C’est le point culminant d’un processus complexe déclenché il y a des années au Brésil par le biais de groupes de réflexion tels que le  réseau Atlas, de déversements de tonnes d’argent et, enfin, par-dessus tout, un tsunami d’évangélistes/néo-pentecôtistes.

Les piliers du carnage brésilien sont de puissants intérêts dans le secteur agroalimentaire et l’exploitation minière, les médias traditionnels toxiques brésiliens, les évangélistes, un secteur financier totalement soumis à Wall Street, l’industrie des armes, le système judiciaire complètement politisé, la police, les services de renseignement et les forces armées.

Et les stars du show sont bien sûr le conglomérat des 3 B (Beef-Bible-Bullet) – avec leurs dizaines de membres du Congrès – supervisé par la déesse du marché.

Le néolibéralisme ne gagne jamais les élections au Brésil. La seule façon de mettre en œuvre les « réformes » consiste donc à passer par un sous-Pinochet. Attendez-vous à des ravages sociaux et environnementaux généralisés, à des assassinats aveugles de dirigeants brésiliens ruraux et indigènes, à une véritable aubaine pour l’industrie des armes, à des banques célébrant Noël chaque semaine, à une répression culturelle abyssale, à une dénationalisation totale de l’économie et aux travailleurs et retraités qui financent toutes ces « réformes”. Du simple business, quoi.

Les tendances fascistes de Bolsonaro n’ont pas été normalisées uniquement par les pouvoirs en place au Brésil. Le ministre argentin des Affaires étrangères, Jorge Faurie, l’a qualifié de politicien de « centre droit ».

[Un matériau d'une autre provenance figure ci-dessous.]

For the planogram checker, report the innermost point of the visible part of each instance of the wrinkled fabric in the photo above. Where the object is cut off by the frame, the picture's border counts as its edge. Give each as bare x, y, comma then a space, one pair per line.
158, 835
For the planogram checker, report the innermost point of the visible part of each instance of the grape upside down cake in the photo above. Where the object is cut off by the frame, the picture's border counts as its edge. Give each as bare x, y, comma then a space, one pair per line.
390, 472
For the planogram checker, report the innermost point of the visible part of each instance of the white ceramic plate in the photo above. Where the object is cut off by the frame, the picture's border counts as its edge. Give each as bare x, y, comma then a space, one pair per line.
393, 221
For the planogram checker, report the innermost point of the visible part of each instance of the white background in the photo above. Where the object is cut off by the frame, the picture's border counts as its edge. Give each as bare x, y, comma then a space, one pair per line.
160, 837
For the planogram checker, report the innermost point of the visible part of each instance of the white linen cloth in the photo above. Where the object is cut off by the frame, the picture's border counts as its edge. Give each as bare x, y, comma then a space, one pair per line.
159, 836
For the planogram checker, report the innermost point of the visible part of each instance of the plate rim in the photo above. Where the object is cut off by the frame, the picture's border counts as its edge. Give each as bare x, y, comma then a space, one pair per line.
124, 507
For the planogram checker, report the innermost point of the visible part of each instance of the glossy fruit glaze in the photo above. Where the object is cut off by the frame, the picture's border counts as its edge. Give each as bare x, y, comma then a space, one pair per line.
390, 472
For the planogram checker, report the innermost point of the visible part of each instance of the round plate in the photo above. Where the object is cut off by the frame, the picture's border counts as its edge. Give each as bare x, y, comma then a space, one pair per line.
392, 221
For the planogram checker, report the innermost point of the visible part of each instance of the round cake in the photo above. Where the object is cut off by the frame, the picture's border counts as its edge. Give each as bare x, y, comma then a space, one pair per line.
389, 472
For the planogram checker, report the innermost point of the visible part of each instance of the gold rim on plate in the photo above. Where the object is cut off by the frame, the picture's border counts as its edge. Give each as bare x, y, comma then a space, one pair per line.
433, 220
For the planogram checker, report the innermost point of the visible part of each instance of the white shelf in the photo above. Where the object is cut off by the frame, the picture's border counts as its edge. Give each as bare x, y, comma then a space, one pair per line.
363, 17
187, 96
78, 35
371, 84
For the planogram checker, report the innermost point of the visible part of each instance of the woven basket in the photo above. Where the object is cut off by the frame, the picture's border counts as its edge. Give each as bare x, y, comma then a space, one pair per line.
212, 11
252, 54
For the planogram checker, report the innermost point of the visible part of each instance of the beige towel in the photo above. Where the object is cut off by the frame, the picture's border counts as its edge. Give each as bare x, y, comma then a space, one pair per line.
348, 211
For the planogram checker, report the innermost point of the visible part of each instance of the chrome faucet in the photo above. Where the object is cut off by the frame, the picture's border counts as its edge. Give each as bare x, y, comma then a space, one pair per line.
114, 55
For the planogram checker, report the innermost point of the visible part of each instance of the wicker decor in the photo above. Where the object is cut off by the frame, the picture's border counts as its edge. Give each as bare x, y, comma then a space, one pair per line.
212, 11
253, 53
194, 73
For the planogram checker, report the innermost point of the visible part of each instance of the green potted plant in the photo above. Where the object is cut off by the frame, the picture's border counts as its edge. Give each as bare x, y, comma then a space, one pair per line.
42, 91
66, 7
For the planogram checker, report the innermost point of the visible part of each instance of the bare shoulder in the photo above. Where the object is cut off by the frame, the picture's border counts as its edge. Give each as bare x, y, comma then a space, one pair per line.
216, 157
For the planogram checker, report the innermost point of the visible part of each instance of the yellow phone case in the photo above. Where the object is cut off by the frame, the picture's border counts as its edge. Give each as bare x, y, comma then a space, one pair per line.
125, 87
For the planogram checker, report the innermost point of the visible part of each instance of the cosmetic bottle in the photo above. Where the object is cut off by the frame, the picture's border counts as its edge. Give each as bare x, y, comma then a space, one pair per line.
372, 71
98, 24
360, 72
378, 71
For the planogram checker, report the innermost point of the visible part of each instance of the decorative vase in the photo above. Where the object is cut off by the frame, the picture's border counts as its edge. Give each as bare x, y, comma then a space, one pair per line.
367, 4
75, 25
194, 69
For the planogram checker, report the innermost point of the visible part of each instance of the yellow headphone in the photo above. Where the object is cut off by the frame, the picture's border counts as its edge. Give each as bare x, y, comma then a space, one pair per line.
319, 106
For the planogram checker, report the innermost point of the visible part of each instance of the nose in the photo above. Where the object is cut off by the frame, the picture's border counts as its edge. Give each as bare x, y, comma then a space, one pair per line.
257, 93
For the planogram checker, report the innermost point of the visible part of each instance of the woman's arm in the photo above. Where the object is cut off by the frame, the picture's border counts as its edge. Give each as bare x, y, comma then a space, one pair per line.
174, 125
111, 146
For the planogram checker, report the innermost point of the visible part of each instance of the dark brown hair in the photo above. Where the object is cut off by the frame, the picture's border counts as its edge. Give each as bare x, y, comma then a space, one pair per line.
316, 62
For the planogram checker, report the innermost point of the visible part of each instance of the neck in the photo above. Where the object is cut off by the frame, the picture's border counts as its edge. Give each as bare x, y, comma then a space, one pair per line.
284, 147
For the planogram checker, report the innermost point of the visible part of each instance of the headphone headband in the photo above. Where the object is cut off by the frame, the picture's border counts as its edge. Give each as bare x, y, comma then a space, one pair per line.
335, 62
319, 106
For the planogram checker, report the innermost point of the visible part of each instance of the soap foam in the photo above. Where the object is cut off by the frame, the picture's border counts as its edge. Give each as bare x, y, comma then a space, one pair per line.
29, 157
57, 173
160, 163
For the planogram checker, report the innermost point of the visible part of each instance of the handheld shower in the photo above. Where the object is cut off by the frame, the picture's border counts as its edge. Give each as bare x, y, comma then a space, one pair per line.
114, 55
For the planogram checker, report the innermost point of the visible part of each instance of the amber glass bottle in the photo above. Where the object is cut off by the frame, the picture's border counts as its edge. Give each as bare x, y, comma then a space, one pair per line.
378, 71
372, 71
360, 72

Pékin et Moscou – pour des raisons BRICS – et l’UE à Bruxelles sont consternés par la descente du Brésil dans le tourbillon. La Russie et la Chine comptaient sur un Brésil fort contribuant à un monde multipolaire, comme à l’époque de Lula, qui était l’un des principaux moteurs du BRICS.

Pour l’UE, il est difficile de supporter un fasciste qui dirige leur principal partenaire commercial en Amérique latine et qui constitue le cœur du Mercosur. Pour l’ensemble des pays du Sud, l’implosion du Brésil, l’un de ses leaders, est une tragédie totale.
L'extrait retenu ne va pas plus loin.